Our interpretation of these data is: (i) the extents of neural gene-related cell cycle & DNA replication pathways are comparable in TNBC and NTNBC, suggesting that the neural system may play similar roles in cell division of TNBC and NTNBC; (ii) immune responses play more significant roles in TNBC than in NTNBC, suggesting higher levels of tissue damages in TNBC than in NTNBC, which is consistent with the observed stronger associations between neural genes and cytokine production in TNBC; (iii) NTNBC shows stronger association with organelle assembly, suggesting that TNBC has reduced level of activities in maintaining organelle structures, which is consistent with the literature regarding more malignant cancer25; and (iv) overall, involvement by neural genes in non-neural functions tend to be considerably more extensive in TNBC than in NTNBC, suggesting that higher levels of challenges faced by TNBCs and hence requiring more involvement by the neural genes, knowing that they tend to lead the way in various developmental processes26,27.

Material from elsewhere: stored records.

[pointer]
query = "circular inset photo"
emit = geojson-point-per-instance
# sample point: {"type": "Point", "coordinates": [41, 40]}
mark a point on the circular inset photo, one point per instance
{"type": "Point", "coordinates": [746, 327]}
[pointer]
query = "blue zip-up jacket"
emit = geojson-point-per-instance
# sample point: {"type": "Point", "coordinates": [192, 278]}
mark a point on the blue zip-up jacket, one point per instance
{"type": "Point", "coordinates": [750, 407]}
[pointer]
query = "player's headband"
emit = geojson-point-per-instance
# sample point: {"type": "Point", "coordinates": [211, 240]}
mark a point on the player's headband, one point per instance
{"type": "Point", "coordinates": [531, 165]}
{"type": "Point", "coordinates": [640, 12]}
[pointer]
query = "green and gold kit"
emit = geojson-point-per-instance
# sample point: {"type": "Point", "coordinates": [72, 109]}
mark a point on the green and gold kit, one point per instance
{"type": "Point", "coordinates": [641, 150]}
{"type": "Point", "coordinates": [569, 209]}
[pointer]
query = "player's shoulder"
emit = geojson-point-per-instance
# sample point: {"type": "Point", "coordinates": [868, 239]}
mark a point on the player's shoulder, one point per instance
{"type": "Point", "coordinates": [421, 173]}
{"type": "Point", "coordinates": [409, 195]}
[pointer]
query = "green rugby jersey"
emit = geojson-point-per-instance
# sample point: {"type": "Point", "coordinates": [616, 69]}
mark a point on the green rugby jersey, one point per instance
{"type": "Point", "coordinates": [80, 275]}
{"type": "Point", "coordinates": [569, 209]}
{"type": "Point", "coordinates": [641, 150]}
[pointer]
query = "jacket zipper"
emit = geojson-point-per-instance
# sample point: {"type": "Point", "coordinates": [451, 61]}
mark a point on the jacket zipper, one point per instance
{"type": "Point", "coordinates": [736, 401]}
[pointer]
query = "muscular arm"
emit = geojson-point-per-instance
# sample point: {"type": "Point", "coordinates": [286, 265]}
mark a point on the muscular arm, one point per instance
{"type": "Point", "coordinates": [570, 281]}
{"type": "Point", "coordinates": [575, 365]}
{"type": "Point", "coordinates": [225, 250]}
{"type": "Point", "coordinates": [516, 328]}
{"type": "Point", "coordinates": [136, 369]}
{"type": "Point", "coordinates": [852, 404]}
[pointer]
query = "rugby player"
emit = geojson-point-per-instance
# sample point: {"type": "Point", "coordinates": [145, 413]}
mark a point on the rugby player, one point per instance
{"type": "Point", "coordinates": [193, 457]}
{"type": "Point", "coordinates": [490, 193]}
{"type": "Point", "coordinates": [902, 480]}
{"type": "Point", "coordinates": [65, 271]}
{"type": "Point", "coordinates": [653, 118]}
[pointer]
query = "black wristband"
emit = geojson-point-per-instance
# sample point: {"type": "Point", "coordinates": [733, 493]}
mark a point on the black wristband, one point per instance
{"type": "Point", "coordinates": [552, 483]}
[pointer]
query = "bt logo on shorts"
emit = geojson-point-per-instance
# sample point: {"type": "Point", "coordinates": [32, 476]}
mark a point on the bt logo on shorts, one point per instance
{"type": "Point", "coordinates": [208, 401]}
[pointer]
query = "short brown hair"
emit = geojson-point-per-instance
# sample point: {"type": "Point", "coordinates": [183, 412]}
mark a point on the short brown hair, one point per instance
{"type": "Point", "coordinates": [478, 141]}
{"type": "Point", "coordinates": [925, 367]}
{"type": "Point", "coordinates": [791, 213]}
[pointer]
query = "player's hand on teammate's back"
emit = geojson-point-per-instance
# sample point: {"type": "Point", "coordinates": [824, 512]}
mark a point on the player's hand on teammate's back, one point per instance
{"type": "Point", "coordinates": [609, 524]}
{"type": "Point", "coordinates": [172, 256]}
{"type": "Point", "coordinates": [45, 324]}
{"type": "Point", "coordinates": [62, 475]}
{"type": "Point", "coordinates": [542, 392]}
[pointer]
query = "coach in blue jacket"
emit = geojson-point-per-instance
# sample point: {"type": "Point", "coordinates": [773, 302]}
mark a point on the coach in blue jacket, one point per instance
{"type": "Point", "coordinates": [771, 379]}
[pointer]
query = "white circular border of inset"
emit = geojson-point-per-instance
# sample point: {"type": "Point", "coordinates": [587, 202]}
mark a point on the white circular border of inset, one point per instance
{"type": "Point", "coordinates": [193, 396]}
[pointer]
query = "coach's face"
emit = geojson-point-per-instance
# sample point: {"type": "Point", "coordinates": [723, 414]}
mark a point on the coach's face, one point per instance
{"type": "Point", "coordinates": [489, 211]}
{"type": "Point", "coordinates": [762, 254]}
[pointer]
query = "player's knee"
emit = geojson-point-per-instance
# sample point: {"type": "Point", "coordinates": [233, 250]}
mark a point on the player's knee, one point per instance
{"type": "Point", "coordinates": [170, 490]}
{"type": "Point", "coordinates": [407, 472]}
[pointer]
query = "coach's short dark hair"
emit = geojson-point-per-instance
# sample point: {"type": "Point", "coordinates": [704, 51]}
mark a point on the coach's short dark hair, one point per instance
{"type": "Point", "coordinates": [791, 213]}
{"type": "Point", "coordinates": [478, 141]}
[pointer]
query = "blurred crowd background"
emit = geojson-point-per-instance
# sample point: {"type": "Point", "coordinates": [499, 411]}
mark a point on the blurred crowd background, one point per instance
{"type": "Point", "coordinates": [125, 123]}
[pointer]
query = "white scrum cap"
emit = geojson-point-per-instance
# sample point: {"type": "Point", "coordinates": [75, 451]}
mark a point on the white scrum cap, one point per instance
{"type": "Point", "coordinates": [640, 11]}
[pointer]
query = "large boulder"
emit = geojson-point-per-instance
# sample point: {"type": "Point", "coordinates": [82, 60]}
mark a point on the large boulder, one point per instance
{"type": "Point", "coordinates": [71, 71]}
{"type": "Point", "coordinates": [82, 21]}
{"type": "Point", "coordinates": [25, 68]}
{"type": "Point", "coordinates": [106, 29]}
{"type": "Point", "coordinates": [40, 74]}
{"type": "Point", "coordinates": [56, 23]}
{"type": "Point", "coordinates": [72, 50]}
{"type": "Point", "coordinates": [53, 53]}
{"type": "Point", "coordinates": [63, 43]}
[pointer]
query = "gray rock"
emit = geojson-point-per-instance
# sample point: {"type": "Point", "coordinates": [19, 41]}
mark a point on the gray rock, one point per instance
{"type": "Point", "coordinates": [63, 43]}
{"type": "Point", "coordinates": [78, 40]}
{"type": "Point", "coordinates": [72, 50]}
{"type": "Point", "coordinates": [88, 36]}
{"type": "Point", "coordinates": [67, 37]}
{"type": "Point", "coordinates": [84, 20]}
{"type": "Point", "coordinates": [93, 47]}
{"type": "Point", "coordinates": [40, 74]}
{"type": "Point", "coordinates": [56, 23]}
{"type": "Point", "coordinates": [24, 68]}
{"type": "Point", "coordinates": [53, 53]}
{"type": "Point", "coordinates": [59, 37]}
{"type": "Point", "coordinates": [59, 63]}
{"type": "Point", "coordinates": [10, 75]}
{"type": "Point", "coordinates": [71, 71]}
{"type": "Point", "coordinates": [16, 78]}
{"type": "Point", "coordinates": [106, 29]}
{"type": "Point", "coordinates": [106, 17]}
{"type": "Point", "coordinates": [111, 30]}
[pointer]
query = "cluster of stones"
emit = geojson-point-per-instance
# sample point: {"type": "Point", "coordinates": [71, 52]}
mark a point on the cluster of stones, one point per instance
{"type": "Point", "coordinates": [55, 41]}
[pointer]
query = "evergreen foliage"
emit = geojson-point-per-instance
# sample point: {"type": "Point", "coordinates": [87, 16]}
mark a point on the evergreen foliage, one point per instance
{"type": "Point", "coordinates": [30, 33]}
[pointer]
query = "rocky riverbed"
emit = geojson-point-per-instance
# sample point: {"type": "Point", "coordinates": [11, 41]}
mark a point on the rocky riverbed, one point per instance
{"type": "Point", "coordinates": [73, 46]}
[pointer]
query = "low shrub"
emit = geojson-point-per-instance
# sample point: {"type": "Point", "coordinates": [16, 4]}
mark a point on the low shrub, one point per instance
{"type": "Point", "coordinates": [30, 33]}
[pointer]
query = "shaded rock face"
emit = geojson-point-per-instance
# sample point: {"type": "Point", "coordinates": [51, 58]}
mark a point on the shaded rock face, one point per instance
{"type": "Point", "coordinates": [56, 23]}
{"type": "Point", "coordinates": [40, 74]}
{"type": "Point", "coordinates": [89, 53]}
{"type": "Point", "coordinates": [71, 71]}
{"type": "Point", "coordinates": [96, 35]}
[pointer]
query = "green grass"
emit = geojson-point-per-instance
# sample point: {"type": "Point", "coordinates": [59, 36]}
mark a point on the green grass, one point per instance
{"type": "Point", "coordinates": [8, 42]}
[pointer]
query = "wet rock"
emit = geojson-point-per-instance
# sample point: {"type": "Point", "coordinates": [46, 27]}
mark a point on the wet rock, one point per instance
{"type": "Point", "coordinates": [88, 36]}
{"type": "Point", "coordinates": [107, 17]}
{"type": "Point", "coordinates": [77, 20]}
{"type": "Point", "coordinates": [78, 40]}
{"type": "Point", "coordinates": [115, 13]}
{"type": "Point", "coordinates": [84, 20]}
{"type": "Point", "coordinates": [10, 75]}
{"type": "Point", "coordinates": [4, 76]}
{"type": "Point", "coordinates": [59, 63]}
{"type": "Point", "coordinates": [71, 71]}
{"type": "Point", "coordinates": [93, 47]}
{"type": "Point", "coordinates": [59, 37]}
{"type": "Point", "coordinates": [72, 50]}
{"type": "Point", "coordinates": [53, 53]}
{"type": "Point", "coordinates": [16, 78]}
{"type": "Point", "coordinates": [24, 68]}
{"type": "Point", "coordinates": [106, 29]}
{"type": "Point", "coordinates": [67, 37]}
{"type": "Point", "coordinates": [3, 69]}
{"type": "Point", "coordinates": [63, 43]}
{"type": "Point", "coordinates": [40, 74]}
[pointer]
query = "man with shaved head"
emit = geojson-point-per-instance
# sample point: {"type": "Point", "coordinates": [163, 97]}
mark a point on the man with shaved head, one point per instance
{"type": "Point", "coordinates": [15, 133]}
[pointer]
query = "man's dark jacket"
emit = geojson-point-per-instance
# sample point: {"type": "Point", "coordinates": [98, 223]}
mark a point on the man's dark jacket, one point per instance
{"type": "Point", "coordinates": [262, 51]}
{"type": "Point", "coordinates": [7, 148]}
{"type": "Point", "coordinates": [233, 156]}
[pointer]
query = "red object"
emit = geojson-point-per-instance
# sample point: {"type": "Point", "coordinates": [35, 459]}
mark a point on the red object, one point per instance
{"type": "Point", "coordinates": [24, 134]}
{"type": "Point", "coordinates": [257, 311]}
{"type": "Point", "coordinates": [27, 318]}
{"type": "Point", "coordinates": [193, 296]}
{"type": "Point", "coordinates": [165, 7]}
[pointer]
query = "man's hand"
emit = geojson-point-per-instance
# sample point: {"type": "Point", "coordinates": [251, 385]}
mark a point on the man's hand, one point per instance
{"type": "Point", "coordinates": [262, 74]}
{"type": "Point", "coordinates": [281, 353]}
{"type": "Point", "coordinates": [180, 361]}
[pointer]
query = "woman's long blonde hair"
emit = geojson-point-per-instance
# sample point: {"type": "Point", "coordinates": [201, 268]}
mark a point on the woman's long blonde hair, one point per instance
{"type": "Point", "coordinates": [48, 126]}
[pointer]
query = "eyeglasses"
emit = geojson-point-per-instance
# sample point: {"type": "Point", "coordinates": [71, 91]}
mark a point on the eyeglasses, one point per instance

Functional relations between neural and non-neural functions in TNBC vs. NTNBC

We have examined co-expressions between neural genes and non-neural genes at each stage of the disease. Here we show the relevant data for T3N0 (advanced stage primary tumor without metastasis) and N1 with metastasis to one lympho-node, while data for the other stages are given in Supplementary Figs. S14.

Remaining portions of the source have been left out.